Uff, ist das wieder ein umfangreicher Kommentar geworden. Ich hoffe, ich habe Dich jetzt nicht zu sehr demoralisiert.
Ich bin (leider?) zu sehr Techniker aus dem Bereich Energietechnik, als dass ich diese Schwächen übersehen könnte. Offensichtlich besteht von Deiner Seite ein Wunsch, den Text zu verbessern, deshalb habe ich mich so ausführlich damit beschäftigt.
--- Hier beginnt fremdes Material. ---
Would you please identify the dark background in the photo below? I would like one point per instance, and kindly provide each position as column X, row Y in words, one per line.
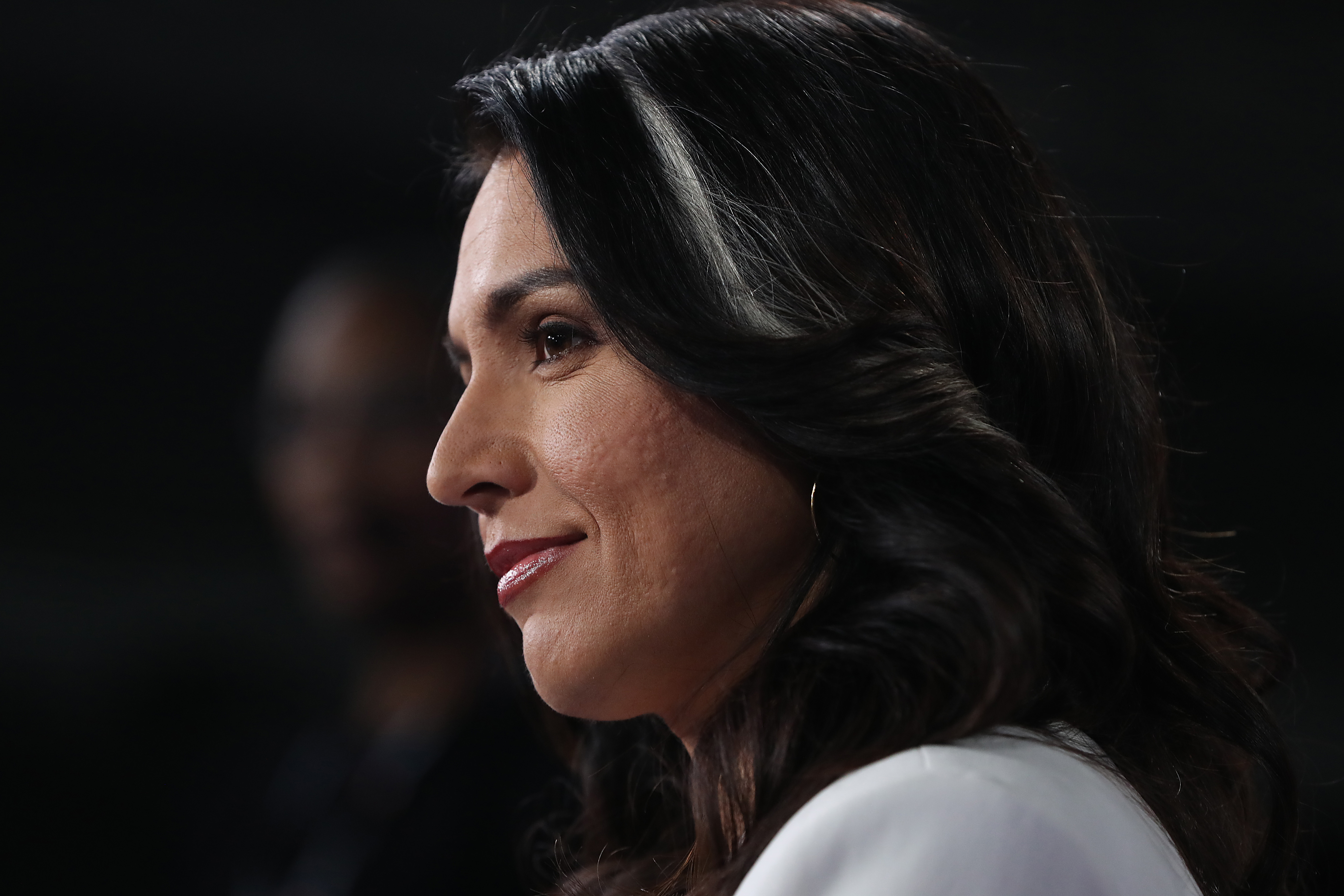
column 171, row 168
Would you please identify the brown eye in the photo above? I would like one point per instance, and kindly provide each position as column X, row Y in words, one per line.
column 556, row 339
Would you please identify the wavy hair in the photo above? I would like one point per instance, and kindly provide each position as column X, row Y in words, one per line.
column 816, row 217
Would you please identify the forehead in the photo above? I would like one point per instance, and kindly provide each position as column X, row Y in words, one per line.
column 506, row 237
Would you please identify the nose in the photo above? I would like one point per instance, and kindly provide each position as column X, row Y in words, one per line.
column 482, row 460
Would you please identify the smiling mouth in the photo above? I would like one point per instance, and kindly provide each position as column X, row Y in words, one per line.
column 519, row 563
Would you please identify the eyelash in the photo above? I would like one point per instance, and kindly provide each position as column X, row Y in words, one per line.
column 532, row 336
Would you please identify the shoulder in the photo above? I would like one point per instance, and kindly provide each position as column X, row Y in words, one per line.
column 1002, row 815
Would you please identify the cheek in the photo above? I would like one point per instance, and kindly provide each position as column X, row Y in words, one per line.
column 691, row 538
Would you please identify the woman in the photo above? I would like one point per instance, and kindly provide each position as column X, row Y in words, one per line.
column 822, row 468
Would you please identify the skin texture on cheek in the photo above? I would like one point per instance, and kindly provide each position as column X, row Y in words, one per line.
column 690, row 531
column 685, row 569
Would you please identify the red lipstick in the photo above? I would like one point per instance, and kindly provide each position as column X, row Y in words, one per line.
column 518, row 563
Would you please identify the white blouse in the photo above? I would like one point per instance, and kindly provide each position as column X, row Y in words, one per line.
column 999, row 815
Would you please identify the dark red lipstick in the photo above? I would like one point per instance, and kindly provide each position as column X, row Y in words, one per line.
column 518, row 563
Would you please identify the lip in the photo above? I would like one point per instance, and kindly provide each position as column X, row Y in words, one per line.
column 519, row 563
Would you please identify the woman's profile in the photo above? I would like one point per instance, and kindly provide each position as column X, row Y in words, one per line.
column 823, row 471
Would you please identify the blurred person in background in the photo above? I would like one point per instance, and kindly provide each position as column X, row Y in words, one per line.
column 433, row 778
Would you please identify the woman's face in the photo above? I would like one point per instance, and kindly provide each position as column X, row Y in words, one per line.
column 642, row 538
Natürlich sind die 10g Materieverbrauch nur ein Schätzwert. Vielleicht verbraucht ein MAM-Reaktor deutlich weniger, vielleicht aber auch deutlich mehr – niemand weiß das. Eine der Grundformeln zur Berechnung des Materiebedarfs beginnt mit e=mc². Viele weitere Formeln zur Masse- und Bedarfs-Ermittlung würden folgen. Der Leistungsbedarf müsste ermittelt werden (wieviel Leistung verschlingt so ein Antimaterie-Eindämmungsfeld?), Energieverluste müssten geschätzt werden.
Demzufolge betrachte meine Hinweise lediglich als das, was sie sind. Hinweise, mit Tipps, wie man die Probleme umgehen könnte.
Bevor Du auf die Idee kommst, den MAM-Reaktor einfach bei Bedarf hoch- und runter zu fahren: Das Eindämmungsfeld für die Antimaterie muss immer aktiv bleiben.
Da fällt mir noch ein: Eine weitere Lösung für die Energieversorgung wäre eine „kontrollierte Quantensingularität“. Auch dafür wird ein kräftiges Eindämmungsfeld benötigt. Eine Singularität bezieht ihre „Energie“ aus dem Quantenniveau des umgebenden Kosmos. Die Freisetzung (Selbstzerstörung) könnte den ganzen Planeten vernichten.
Eine solche Energiequelle wäre aber höchst gefährlich (wie auch die Antimaterie!). Wenn der Roboter während eines Gefechtes (im Kampfeinsatz) zerstört würde, hätten die Soldaten in seiner Umgebung nichts zu lachen.